I slide open the door and the maid’s seventeen year-old daughter and twelve year old son are rolling up their bedding and leaning them against the wall near where the trashcan ought to be.

People sleep in our kitchen and we don’t have a trashcan. A couple times a day I set up a new trash bag, and a couple times a day it disappears. After 3 months, garbage here is still a mystery: the walkway outside the kitchen door has drying coconuts and papaya skins on every flat surface; there is a plastic bucket with a mixture of slop that I’m guessing is for the cow that is rumored to come when you call, and likes the trash we serve; but the slop is mixed with plastic bags and old razors.
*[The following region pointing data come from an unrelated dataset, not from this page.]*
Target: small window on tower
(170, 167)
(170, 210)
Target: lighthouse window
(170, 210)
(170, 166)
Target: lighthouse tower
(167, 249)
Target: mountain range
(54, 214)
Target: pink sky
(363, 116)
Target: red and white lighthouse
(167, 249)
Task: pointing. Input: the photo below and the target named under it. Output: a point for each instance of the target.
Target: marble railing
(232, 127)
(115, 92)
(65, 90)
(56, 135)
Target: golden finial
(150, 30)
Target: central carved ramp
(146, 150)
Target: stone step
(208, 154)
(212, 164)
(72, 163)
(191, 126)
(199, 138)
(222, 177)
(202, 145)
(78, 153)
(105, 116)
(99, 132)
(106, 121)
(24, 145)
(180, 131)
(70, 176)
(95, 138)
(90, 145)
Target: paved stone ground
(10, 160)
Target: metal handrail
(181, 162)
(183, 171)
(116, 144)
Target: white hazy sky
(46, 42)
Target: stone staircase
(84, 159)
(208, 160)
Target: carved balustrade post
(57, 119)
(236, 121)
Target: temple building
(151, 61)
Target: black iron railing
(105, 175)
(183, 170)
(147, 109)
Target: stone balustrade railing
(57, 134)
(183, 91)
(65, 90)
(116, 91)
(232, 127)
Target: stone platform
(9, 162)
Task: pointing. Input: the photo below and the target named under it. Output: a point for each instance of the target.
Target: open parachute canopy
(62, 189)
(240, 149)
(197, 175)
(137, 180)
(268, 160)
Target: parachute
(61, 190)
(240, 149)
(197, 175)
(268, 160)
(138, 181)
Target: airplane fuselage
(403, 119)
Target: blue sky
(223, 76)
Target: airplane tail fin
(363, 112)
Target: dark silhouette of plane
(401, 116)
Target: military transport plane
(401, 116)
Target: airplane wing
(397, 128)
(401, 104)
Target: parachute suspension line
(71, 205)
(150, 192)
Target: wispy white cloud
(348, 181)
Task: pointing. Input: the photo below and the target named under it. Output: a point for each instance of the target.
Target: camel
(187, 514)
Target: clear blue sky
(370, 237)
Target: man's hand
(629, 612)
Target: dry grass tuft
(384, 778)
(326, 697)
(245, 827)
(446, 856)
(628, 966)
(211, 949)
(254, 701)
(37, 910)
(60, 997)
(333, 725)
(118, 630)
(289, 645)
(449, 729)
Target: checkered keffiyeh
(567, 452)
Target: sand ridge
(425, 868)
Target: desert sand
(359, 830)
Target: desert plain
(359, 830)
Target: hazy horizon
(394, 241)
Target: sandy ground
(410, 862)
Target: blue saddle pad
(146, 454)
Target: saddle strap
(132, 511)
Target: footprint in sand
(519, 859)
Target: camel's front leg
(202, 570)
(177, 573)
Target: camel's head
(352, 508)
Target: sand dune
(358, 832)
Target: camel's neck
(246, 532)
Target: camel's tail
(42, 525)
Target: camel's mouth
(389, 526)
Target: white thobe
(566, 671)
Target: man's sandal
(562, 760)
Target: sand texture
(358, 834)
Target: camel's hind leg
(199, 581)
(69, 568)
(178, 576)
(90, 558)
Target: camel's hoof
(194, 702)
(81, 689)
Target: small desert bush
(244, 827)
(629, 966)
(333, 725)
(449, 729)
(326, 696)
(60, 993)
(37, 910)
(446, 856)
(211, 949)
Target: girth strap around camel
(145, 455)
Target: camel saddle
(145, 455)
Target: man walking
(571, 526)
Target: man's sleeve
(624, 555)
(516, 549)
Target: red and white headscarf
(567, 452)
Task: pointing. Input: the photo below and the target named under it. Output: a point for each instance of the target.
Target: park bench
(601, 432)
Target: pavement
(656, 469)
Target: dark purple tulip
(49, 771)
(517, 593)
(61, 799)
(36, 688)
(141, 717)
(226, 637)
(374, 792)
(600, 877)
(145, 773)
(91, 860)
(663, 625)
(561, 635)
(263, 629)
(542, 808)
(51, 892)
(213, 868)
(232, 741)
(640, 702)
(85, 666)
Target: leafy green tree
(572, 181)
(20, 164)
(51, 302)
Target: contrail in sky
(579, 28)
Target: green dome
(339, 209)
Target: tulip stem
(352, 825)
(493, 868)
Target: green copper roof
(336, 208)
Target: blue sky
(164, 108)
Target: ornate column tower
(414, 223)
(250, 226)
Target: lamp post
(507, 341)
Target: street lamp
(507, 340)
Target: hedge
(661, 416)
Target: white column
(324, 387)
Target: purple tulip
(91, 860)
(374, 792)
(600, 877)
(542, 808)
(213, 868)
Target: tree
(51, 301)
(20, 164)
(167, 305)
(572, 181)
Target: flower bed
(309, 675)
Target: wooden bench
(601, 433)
Even though there is no evidence of recycling, I always set the plastic and glass on one end of the counter, and eventually it disappears. I worry that our credit card statements and used tissues are being dumped in a nearby lot and have become part of someone’s slum tent.

“Ma’am,” she says – this word often marks the beginning of the end of my workday – “My mother is asking if you can buy her a basket for her sarees. Because the rats are making holes in them. “

I stop mid honey-grab and stare, letting the concept sink in. Rats are eating her sarees. I didn’t even know there were rats in India, let alone that they were populating our house. I resist shouting, “What the FUCK? Rats. We have RATS. And they’re EATING her SAREES. Is this the fucking MIDDLE AGES ????”

Instead I nod, as if I’ve heard this question before, as if ratproofing my wardrobe is something I’ve done hundreds of times. I don’t want her to read the shock on my face. I don’t want to let on just how far from my reality this statement lands. I don’t want her to feel bad. I don’t want her to know that there is a big world out there where there are no sari-eating rats. I want to protect this seventeen year old mother from the harsh reality of her own life.

I leave the kitchen, and climb back into bed. I snuggle up close to Phil and whisper, “Rats are eating the maid’s sarees.”

“Hmm ?”

“We need to buy her a basket for her to keep her sarees in, because rats are eating them.”

“Just gets worse, doesn’t it,” he mumbles, rolls over and goes back to sleep.

I spend the next two days looking for a ratproof sari basket. I don’t even know what this means.